So I’ve mentioned that I work in theatre, and so I work with actors. The type of work I do and that I enjoy seeing falls under the moniker “physical theatre”. It is not dance, but rather theatre where the body takes precedence over the words and text. As I was working on shows I realized that I felt hypocritical to ask my actors to do things with their body that I couldn’t even begin to attempt.
Now, yes, they are trained differently than I am and use their bodies as their primary mode of communication on stage, but still. It just didn’t sit right with me. When I was overweight I tried to take a 2-day workshop and after the first day that I just couldn’t do it. I wasn’t comfortable playing with my body and using it. Now I don’t have to do this on stage in front of an audience, but I thought I should be able to do it in the comfortable setting of a workshop. It felt horrible. I felt like a hypocrite. By no means should a director necessarily be able to do what an actor does, I felt like I couldn’t even come close. Like I didn’t know what was possible for the human body to do or what its limits were because my own limits were so much more due to my size.
And I have changed that – I feel like I can take a workshop now and move and not be afraid to move. I don’t get out of breath as easily and I can actually do the movements – perhaps not as well as an actor can, but I no longer feel like a hypocrite.
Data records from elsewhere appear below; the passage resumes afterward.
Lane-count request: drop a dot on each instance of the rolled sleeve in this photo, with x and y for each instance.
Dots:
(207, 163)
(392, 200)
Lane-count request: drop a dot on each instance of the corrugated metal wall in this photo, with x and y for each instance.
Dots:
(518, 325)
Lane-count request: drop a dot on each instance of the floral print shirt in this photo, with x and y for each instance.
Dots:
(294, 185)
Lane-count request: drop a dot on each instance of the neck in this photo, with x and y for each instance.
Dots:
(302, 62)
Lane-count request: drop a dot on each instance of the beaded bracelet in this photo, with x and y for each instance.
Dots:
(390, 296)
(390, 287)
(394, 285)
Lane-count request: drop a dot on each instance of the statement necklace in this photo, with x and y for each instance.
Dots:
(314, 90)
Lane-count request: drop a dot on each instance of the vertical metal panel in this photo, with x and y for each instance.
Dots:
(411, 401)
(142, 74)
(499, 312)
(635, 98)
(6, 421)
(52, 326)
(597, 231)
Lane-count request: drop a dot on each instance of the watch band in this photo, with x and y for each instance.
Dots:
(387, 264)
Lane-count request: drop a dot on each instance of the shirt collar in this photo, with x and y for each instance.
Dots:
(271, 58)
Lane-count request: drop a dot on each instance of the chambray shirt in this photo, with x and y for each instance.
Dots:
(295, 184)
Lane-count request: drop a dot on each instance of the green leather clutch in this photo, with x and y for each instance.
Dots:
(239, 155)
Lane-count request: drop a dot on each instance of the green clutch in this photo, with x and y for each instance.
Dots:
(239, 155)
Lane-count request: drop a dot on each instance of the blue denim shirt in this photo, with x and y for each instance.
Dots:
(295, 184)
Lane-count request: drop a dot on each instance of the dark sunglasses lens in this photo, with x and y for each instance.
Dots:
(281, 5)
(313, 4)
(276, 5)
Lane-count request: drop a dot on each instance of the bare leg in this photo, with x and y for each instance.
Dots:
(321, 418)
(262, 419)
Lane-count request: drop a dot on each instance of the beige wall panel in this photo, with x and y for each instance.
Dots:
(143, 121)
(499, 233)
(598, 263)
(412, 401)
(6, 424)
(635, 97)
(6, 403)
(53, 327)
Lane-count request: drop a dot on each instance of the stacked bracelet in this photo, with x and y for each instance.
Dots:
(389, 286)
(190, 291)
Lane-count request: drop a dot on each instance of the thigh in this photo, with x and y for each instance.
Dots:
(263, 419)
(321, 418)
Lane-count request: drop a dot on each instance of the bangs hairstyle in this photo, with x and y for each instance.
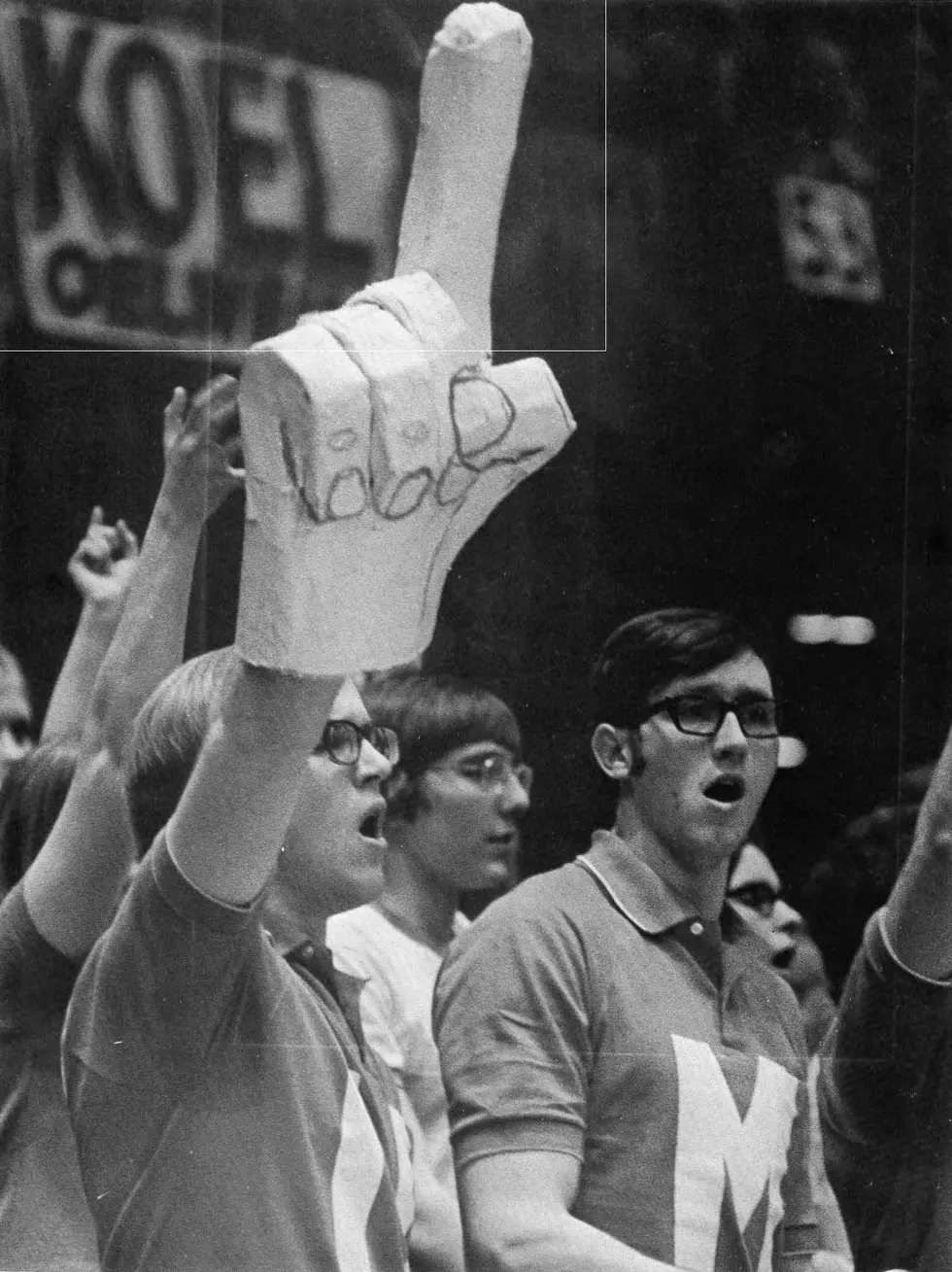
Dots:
(643, 655)
(31, 797)
(431, 716)
(168, 736)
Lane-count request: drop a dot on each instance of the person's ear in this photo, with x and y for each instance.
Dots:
(614, 750)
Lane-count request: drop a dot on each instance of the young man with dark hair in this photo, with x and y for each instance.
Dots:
(453, 809)
(65, 837)
(626, 1083)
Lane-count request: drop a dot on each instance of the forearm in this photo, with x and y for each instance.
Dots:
(918, 918)
(69, 703)
(151, 635)
(547, 1243)
(227, 828)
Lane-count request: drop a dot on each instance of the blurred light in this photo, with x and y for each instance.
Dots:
(811, 629)
(831, 629)
(856, 631)
(791, 752)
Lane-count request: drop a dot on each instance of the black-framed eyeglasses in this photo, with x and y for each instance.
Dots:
(757, 896)
(701, 716)
(342, 739)
(490, 773)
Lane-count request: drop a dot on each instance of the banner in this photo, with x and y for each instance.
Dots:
(170, 192)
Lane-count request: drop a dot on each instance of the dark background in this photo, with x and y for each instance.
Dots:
(740, 445)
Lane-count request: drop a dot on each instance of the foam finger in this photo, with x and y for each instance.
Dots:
(407, 436)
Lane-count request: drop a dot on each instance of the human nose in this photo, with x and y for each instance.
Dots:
(371, 764)
(514, 795)
(787, 920)
(730, 736)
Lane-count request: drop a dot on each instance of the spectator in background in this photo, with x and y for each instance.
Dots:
(626, 1080)
(779, 935)
(65, 836)
(755, 888)
(453, 809)
(886, 1073)
(16, 711)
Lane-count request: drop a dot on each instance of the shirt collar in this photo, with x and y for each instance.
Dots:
(631, 885)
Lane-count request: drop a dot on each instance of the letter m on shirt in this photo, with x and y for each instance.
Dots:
(729, 1165)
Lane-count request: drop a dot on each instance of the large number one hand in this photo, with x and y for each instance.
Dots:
(379, 437)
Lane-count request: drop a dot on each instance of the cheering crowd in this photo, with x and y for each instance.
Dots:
(246, 1025)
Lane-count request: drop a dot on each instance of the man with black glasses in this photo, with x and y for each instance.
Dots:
(626, 1079)
(453, 810)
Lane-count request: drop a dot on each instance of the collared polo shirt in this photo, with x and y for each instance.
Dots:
(573, 1017)
(226, 1117)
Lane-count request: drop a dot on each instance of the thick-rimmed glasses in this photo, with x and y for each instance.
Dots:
(342, 739)
(703, 716)
(761, 897)
(490, 773)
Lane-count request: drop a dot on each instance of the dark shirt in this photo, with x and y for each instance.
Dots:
(225, 1114)
(45, 1221)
That is what I mean by my body being a machine – human bodies are remarkable things and when our muscles and bones etc all work together it can create beautiful pictures. I wanted my body to be able to move and to respond. I wanted a body that I could work and with work it could do new and exciting things. I want a body that is not encumbered by fat, but rather can be used to its full potential. I think that’s why I like training for my races so much. After each training session or race I can do new and wonderful things with my body. My body changes, gets better, faster, more limber. My body does what I believe it was meant to do – it moves.